Gwendolin Wilke holds a Ph.D. degree in Geoinformatics (2012) from the Vienna University of Technology (Austria), with a Thesis on uncertainty modelling for geodata. On invitation of Prof. Lotfi Zadeh she worked as a visiting researcher at UC Berkeley (USA) in 2009 in the field of fuzzy geometry. She extended this work as a visiting researcher at the Knowledge Representation and Reasoning Group at the University of Leeds (UK) where she worked on qualitative geometric reasoning in 2010. From 2012 to 2015, Gwen worked as a researcher at the information and knowledge management group at the University of Applied Sciences and Arts Northwestern Switzerland where she was involved in numerous national and international research projects.
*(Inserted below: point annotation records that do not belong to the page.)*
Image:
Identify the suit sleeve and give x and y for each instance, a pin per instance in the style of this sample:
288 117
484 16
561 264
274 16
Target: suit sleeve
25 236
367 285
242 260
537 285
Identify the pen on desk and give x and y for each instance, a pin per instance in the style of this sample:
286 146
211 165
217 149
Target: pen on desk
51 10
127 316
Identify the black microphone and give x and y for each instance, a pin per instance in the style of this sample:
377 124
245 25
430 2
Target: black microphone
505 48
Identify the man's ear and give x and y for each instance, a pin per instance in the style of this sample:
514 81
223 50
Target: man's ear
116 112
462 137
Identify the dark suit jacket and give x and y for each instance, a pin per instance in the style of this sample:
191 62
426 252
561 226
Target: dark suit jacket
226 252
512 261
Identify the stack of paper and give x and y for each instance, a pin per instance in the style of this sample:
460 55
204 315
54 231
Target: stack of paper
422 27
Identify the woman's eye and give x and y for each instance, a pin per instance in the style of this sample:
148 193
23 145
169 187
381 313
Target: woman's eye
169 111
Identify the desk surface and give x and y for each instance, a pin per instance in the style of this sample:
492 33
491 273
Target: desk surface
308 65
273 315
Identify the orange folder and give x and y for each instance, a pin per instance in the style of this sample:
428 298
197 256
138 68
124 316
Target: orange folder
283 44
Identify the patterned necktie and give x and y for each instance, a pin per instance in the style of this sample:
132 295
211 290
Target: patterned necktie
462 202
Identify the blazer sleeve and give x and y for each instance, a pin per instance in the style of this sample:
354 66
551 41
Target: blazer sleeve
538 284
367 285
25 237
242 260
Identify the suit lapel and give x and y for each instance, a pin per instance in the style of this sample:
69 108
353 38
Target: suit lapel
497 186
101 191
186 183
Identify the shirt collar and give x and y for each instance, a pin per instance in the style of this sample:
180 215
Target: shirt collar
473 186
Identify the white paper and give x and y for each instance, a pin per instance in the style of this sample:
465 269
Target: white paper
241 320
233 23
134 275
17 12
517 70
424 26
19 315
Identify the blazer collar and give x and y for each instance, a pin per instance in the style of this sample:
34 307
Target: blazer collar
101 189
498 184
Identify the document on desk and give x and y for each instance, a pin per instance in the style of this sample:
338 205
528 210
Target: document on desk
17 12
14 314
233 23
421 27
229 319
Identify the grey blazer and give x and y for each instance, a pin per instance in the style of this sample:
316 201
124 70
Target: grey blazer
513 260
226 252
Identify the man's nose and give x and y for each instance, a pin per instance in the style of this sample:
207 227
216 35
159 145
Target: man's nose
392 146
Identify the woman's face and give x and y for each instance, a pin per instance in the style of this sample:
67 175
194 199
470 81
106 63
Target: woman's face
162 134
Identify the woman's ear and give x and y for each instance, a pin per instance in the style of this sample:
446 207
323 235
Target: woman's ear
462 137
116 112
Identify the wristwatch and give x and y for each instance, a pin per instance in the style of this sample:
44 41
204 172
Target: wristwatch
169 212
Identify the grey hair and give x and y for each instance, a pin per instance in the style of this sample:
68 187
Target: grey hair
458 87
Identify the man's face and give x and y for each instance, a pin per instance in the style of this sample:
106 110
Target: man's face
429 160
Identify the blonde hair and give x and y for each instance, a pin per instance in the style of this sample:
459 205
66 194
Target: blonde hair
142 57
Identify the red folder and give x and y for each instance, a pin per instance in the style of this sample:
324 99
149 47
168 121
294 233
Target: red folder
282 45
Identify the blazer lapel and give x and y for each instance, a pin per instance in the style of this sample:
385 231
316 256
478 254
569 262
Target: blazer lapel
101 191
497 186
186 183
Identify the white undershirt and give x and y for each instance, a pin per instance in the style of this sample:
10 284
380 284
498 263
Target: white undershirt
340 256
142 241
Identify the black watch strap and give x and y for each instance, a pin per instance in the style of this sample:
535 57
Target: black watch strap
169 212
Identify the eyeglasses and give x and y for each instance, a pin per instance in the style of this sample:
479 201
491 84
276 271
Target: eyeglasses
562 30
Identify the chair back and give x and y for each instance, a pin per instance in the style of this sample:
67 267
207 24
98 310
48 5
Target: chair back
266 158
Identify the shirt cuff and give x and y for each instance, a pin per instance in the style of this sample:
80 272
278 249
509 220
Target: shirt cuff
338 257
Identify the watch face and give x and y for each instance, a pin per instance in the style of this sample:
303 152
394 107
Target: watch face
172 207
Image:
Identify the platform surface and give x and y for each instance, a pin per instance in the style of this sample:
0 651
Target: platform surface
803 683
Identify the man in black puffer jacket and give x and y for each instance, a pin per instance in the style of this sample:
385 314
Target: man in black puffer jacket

She regularly publishes research papers on the theory and application of fuzzy logic, soft computing and granular computing. Since 2015, Gwen is a lecturer for Business Intelligence at the School of Information Technology of the Lucerne University of Applied Sciencs and Arts.
Gwen is a member of the North American Fuzzy Information Processing Society and board member of the special interest group on Knowledge Structures and Metadata of the Swiss Informatics Society. In her current research, Gwen focuses on the theory and application of qualitative and granular computing to business intelligence, and, more generally, to knowledge management, specifically the challenges and opportunities of today’s ever more complex data driven society.